LING 2050 Special Topics in Linguistics: Corpus Linguistics, University of Pittsburgh

Go to: LING2050 home page Lab pages index Command reference sheet

Lab 2 Take-home Exercise

We are interested in the word 'ought'. How many text files in Gutenberg corpus contain this word? How many total lines?

This time, we want to find how many 'ought' is NOT immediately followed by 'to'. How would you achieve this? Is there a potential pitfall to your approach?

How many times does the name 'Ishmael' occur in melville-moby_dick.txt? Which n-th lines?

You want to find out how many lines contain both 'sense' and 'leave' in Gutenberg corpus, and formulate the following command:
grep -i sense *.txt | grep -i leave | wc -l
Now observe what is problematic with this approach. What optional switch should have been used in this case?

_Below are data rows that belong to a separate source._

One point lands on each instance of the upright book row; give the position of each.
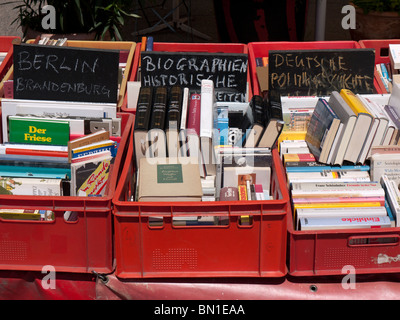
(226, 147)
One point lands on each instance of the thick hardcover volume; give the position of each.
(273, 122)
(254, 133)
(157, 138)
(32, 131)
(348, 118)
(322, 129)
(142, 122)
(173, 120)
(193, 121)
(361, 128)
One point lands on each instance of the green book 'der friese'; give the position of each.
(38, 131)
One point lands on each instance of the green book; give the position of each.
(38, 131)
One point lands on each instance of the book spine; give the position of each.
(159, 108)
(391, 112)
(30, 131)
(206, 106)
(193, 123)
(143, 109)
(174, 108)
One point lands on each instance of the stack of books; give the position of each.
(345, 126)
(336, 197)
(227, 145)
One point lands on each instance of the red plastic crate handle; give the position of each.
(374, 240)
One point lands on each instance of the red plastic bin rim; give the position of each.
(112, 183)
(124, 175)
(186, 47)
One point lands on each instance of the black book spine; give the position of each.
(143, 108)
(159, 108)
(174, 108)
(258, 108)
(274, 106)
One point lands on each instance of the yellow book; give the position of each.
(291, 135)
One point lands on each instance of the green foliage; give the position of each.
(378, 5)
(77, 16)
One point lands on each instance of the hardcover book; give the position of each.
(142, 123)
(258, 110)
(361, 128)
(322, 129)
(30, 186)
(157, 137)
(348, 118)
(38, 131)
(169, 179)
(273, 121)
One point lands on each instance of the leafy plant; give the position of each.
(378, 5)
(77, 16)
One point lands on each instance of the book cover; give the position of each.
(348, 118)
(253, 134)
(87, 140)
(344, 223)
(173, 119)
(385, 164)
(321, 131)
(328, 176)
(142, 123)
(337, 189)
(30, 186)
(35, 131)
(169, 179)
(229, 194)
(273, 121)
(207, 103)
(89, 178)
(361, 127)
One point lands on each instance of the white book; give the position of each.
(328, 176)
(337, 189)
(385, 164)
(344, 223)
(207, 125)
(391, 196)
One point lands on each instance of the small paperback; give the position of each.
(89, 178)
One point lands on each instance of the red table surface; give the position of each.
(19, 285)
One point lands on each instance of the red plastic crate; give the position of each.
(6, 46)
(260, 49)
(186, 47)
(256, 250)
(381, 52)
(82, 246)
(326, 252)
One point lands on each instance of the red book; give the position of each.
(193, 122)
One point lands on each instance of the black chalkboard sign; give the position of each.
(319, 72)
(187, 69)
(65, 73)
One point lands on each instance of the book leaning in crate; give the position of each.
(346, 183)
(56, 149)
(188, 147)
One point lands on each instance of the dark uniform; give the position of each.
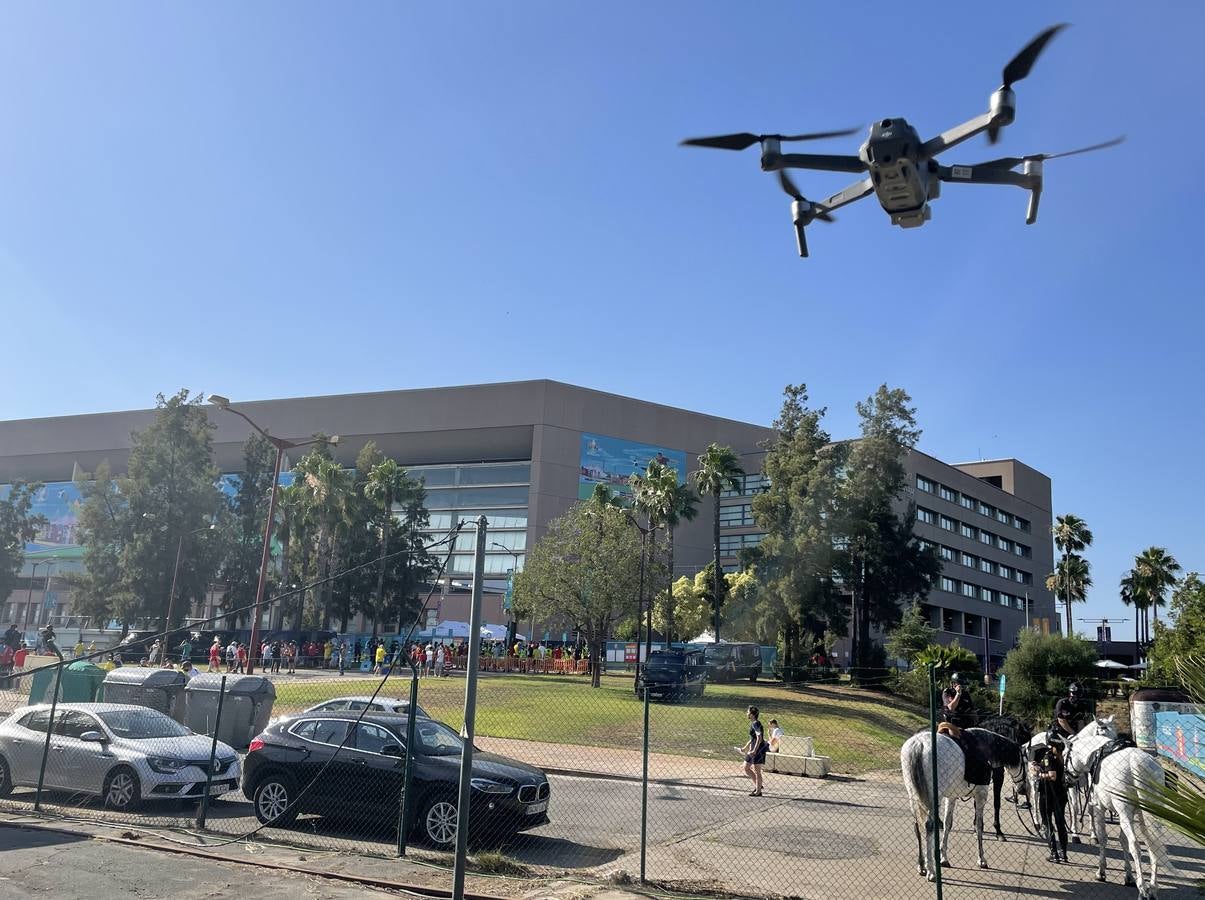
(1070, 710)
(1051, 778)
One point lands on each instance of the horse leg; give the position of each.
(997, 783)
(947, 827)
(980, 803)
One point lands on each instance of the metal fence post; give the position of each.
(644, 792)
(50, 725)
(213, 751)
(406, 811)
(935, 812)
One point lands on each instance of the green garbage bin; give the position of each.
(82, 683)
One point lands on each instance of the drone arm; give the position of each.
(957, 135)
(851, 194)
(773, 162)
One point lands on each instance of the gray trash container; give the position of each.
(245, 711)
(160, 689)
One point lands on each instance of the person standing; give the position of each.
(754, 751)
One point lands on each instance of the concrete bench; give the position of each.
(797, 756)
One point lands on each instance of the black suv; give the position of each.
(728, 662)
(672, 675)
(286, 772)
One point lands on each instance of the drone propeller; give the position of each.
(744, 140)
(789, 187)
(1014, 162)
(1020, 65)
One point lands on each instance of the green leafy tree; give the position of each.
(881, 562)
(1071, 537)
(1183, 635)
(911, 635)
(794, 560)
(718, 470)
(586, 569)
(18, 525)
(1039, 670)
(241, 529)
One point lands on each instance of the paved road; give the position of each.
(834, 839)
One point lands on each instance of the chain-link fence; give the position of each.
(826, 792)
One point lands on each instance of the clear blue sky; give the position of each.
(280, 199)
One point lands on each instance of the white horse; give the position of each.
(1123, 775)
(916, 758)
(1077, 783)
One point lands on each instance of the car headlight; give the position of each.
(166, 765)
(491, 787)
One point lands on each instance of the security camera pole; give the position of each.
(281, 446)
(470, 712)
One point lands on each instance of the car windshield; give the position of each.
(438, 740)
(141, 724)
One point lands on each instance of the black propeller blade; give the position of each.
(789, 187)
(1020, 65)
(1014, 162)
(744, 140)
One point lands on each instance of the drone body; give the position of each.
(900, 168)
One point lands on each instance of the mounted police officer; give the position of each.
(1069, 712)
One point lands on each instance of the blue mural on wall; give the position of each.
(612, 460)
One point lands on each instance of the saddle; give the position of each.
(1098, 756)
(976, 769)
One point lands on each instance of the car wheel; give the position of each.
(122, 790)
(439, 822)
(274, 800)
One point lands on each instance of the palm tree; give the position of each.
(386, 482)
(1070, 572)
(1157, 570)
(718, 469)
(1071, 535)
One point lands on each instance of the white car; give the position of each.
(121, 753)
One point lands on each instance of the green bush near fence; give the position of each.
(860, 730)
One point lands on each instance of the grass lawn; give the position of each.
(860, 730)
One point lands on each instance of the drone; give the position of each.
(903, 170)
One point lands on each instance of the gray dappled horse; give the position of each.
(992, 751)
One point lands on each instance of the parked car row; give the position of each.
(328, 760)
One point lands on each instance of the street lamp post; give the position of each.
(510, 613)
(281, 445)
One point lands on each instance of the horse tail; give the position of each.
(915, 772)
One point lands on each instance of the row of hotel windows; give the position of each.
(750, 484)
(970, 560)
(976, 534)
(964, 588)
(969, 503)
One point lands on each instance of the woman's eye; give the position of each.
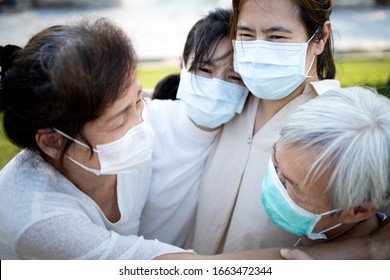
(276, 37)
(205, 70)
(244, 35)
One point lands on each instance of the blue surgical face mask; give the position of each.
(283, 211)
(210, 102)
(271, 70)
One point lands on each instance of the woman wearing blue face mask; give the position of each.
(211, 94)
(328, 174)
(77, 189)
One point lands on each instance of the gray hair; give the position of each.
(348, 130)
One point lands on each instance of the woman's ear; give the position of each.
(49, 141)
(357, 214)
(319, 44)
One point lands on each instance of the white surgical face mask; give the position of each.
(271, 70)
(210, 102)
(124, 154)
(285, 213)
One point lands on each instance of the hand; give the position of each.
(294, 254)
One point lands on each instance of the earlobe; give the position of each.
(49, 142)
(357, 214)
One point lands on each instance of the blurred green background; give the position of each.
(350, 72)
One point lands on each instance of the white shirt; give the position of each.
(44, 216)
(179, 154)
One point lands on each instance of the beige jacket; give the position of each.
(230, 216)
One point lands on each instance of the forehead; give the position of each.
(264, 13)
(222, 51)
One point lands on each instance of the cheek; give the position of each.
(83, 156)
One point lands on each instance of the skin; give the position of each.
(292, 168)
(220, 66)
(277, 21)
(118, 118)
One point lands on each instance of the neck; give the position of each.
(267, 109)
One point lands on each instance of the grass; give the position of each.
(373, 73)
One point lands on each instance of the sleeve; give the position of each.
(73, 237)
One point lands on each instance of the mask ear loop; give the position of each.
(73, 139)
(312, 61)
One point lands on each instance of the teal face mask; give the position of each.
(283, 211)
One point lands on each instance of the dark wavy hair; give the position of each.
(313, 14)
(202, 40)
(66, 76)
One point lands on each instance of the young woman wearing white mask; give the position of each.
(77, 189)
(211, 94)
(283, 52)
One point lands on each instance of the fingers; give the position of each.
(294, 254)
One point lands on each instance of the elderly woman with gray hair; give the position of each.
(329, 172)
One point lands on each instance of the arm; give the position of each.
(76, 237)
(261, 254)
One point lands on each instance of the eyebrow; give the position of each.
(244, 28)
(277, 29)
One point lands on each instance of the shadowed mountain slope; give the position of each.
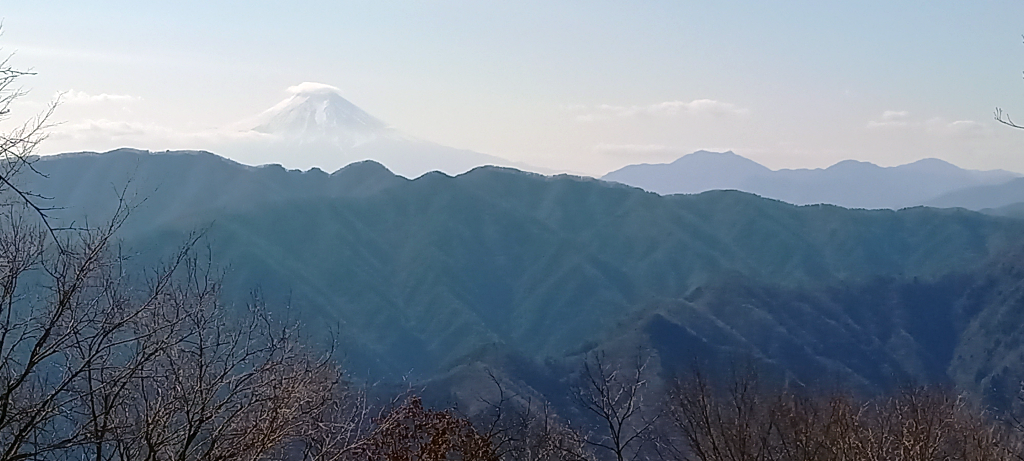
(848, 183)
(423, 278)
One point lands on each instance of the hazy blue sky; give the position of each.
(585, 86)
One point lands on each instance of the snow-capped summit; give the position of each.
(315, 126)
(316, 113)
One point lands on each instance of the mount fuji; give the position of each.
(316, 127)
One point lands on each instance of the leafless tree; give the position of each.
(621, 401)
(413, 432)
(97, 363)
(523, 429)
(1005, 119)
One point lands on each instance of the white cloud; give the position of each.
(312, 88)
(892, 116)
(102, 128)
(891, 119)
(79, 97)
(936, 125)
(603, 148)
(666, 109)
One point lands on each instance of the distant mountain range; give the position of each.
(315, 126)
(848, 183)
(440, 278)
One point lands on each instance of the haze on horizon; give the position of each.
(586, 88)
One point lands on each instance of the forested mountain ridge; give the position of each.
(422, 278)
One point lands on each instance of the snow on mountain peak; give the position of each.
(317, 113)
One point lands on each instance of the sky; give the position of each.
(586, 87)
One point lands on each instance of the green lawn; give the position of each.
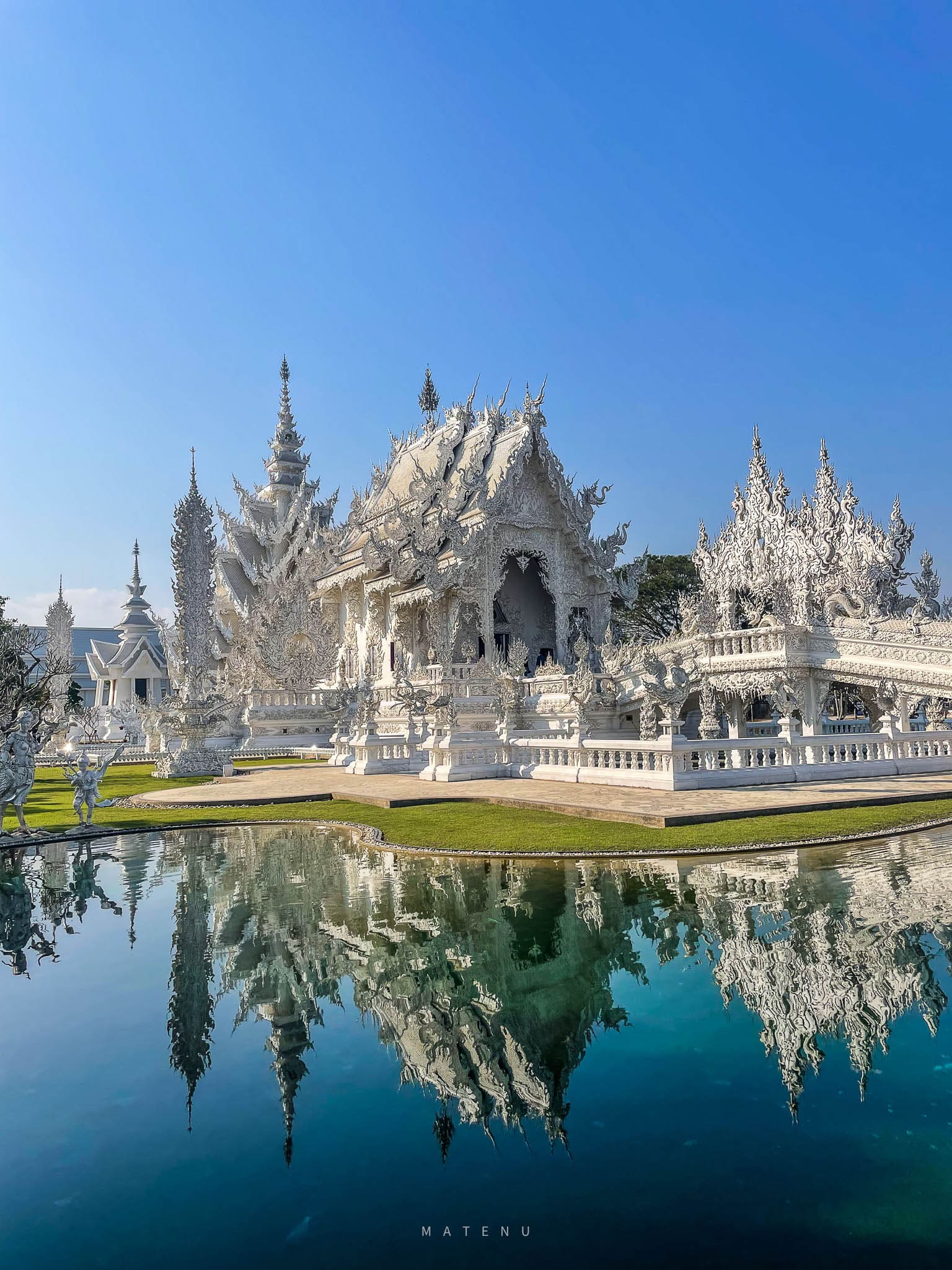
(472, 826)
(273, 762)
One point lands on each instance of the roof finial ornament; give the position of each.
(430, 401)
(286, 419)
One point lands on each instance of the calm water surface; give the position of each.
(266, 1046)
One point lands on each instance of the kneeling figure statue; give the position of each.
(86, 778)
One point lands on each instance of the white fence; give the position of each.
(676, 762)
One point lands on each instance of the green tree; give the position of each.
(74, 698)
(655, 613)
(27, 676)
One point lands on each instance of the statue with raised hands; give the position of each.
(84, 776)
(18, 763)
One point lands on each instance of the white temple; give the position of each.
(457, 623)
(133, 668)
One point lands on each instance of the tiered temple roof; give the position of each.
(138, 634)
(428, 510)
(277, 522)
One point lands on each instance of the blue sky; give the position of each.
(695, 218)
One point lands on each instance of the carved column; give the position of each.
(735, 718)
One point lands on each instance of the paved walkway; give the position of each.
(655, 808)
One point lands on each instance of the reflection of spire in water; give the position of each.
(843, 958)
(191, 1008)
(135, 871)
(490, 981)
(443, 1129)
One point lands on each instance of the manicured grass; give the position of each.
(472, 826)
(273, 762)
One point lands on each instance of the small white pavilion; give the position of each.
(134, 668)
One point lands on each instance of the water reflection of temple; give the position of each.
(45, 892)
(484, 980)
(489, 980)
(821, 951)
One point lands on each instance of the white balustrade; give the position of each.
(677, 762)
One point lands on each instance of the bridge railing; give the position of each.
(677, 762)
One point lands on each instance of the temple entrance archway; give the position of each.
(524, 609)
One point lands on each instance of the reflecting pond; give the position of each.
(266, 1043)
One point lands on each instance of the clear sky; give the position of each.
(695, 218)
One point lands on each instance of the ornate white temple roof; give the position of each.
(426, 512)
(138, 633)
(278, 522)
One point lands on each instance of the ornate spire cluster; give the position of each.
(287, 465)
(138, 615)
(59, 647)
(430, 402)
(818, 561)
(412, 511)
(193, 588)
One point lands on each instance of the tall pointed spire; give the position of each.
(430, 402)
(193, 588)
(287, 465)
(138, 618)
(59, 647)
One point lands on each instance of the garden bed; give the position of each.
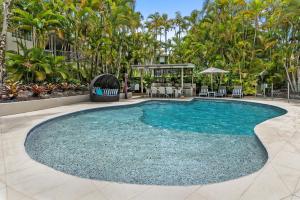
(11, 108)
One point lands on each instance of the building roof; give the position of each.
(164, 66)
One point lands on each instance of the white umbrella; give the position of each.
(211, 71)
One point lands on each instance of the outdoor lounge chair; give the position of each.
(203, 91)
(237, 92)
(162, 91)
(169, 92)
(222, 92)
(154, 91)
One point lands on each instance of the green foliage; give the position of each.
(243, 37)
(35, 65)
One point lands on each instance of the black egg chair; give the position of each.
(105, 88)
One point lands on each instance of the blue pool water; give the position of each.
(161, 143)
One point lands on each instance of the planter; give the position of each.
(29, 106)
(129, 95)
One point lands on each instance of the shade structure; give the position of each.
(211, 71)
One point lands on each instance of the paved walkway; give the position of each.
(22, 178)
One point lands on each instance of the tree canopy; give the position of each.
(247, 38)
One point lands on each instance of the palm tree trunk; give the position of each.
(6, 5)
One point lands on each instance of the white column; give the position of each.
(182, 78)
(142, 84)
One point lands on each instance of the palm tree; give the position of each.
(6, 13)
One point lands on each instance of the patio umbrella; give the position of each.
(211, 71)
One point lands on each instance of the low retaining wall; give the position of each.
(28, 106)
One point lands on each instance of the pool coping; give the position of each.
(273, 136)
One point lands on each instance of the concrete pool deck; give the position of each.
(23, 178)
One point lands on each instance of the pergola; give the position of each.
(153, 67)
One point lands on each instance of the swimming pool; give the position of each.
(156, 142)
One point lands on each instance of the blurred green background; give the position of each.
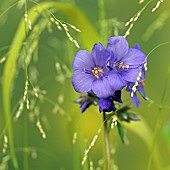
(50, 69)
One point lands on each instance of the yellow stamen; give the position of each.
(122, 66)
(97, 72)
(142, 83)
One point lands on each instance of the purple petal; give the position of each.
(134, 57)
(137, 46)
(83, 60)
(116, 81)
(106, 105)
(100, 55)
(130, 75)
(119, 46)
(135, 100)
(82, 82)
(101, 88)
(140, 88)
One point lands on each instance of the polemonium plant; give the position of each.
(102, 74)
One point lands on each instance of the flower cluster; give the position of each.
(104, 72)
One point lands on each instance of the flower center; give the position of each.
(97, 72)
(123, 66)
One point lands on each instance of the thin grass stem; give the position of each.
(106, 138)
(158, 120)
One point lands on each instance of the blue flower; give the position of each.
(133, 88)
(91, 72)
(107, 104)
(125, 62)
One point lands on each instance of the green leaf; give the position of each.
(88, 37)
(120, 131)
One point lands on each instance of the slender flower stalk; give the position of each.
(106, 138)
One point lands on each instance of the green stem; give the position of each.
(158, 120)
(106, 138)
(25, 156)
(103, 27)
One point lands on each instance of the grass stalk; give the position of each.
(106, 139)
(158, 120)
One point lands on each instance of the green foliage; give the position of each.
(25, 51)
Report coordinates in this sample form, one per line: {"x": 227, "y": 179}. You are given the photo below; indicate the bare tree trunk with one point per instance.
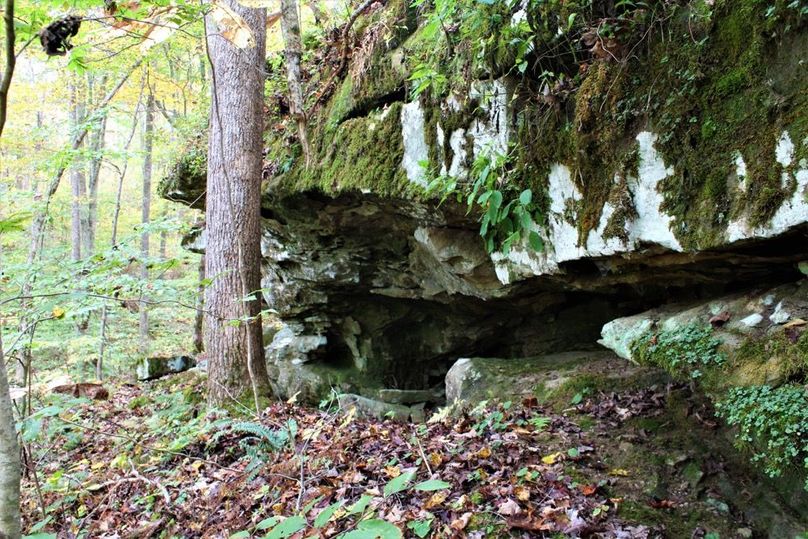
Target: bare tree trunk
{"x": 97, "y": 139}
{"x": 11, "y": 58}
{"x": 9, "y": 459}
{"x": 99, "y": 364}
{"x": 317, "y": 11}
{"x": 233, "y": 203}
{"x": 76, "y": 176}
{"x": 199, "y": 342}
{"x": 148, "y": 139}
{"x": 41, "y": 217}
{"x": 290, "y": 27}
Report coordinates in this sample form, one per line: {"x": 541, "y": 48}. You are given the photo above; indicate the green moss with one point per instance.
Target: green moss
{"x": 187, "y": 179}
{"x": 773, "y": 424}
{"x": 688, "y": 352}
{"x": 769, "y": 359}
{"x": 362, "y": 153}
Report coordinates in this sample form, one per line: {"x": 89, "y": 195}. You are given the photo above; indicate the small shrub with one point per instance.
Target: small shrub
{"x": 682, "y": 351}
{"x": 772, "y": 423}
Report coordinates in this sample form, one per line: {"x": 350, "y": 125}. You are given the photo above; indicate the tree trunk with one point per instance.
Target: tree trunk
{"x": 102, "y": 345}
{"x": 317, "y": 11}
{"x": 40, "y": 218}
{"x": 9, "y": 460}
{"x": 11, "y": 58}
{"x": 148, "y": 138}
{"x": 290, "y": 27}
{"x": 199, "y": 343}
{"x": 233, "y": 203}
{"x": 77, "y": 185}
{"x": 96, "y": 150}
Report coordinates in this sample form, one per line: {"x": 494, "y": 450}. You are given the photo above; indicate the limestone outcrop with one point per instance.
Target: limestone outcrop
{"x": 506, "y": 214}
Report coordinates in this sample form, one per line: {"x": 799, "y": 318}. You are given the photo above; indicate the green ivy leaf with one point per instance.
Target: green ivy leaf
{"x": 420, "y": 527}
{"x": 432, "y": 484}
{"x": 398, "y": 484}
{"x": 535, "y": 241}
{"x": 375, "y": 528}
{"x": 287, "y": 528}
{"x": 326, "y": 514}
{"x": 360, "y": 505}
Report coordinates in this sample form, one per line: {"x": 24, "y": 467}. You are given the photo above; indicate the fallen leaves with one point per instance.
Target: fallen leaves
{"x": 359, "y": 477}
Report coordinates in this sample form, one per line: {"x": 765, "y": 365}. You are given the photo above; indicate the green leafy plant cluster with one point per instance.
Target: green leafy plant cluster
{"x": 504, "y": 222}
{"x": 682, "y": 351}
{"x": 772, "y": 423}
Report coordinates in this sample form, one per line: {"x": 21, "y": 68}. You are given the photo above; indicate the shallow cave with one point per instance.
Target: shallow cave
{"x": 402, "y": 310}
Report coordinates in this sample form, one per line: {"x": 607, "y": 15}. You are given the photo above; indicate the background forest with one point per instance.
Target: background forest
{"x": 448, "y": 223}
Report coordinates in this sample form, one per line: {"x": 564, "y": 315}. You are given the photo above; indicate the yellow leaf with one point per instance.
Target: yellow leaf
{"x": 436, "y": 499}
{"x": 260, "y": 4}
{"x": 435, "y": 459}
{"x": 231, "y": 26}
{"x": 349, "y": 417}
{"x": 522, "y": 494}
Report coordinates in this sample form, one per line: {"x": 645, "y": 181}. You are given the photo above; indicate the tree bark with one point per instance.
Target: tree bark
{"x": 199, "y": 343}
{"x": 11, "y": 58}
{"x": 233, "y": 250}
{"x": 97, "y": 140}
{"x": 290, "y": 28}
{"x": 148, "y": 140}
{"x": 77, "y": 185}
{"x": 9, "y": 460}
{"x": 102, "y": 345}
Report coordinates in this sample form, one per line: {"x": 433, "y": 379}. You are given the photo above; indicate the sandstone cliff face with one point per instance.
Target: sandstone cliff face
{"x": 677, "y": 173}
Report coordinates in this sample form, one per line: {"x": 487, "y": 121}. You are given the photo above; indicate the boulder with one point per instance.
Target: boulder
{"x": 758, "y": 337}
{"x": 156, "y": 367}
{"x": 474, "y": 379}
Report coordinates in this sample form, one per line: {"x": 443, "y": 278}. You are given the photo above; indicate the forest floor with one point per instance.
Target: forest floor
{"x": 148, "y": 463}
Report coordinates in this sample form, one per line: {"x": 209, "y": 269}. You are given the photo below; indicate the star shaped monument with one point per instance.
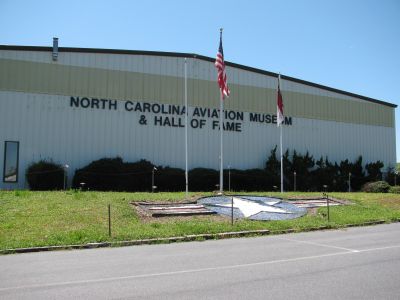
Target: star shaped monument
{"x": 250, "y": 208}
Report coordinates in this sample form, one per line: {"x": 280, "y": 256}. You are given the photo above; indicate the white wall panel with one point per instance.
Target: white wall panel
{"x": 48, "y": 128}
{"x": 169, "y": 66}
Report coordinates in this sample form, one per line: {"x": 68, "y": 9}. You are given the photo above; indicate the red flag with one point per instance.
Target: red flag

You want to pull up the lines in which 'joy' and 'tear' occur together. This command achieves it (almost... we'll ignore -w for now):
grep -i joy *.txt | grep -i tear
And then you think: "This only pulls up cases where the two words are on the same line! Better expand the context..." and formulate this command to print out additional lines around the matches:
grep -i -C 2 joy *.txt | grep -i -C 2 tear
Does it give you the intended result? What is problematic with this approach?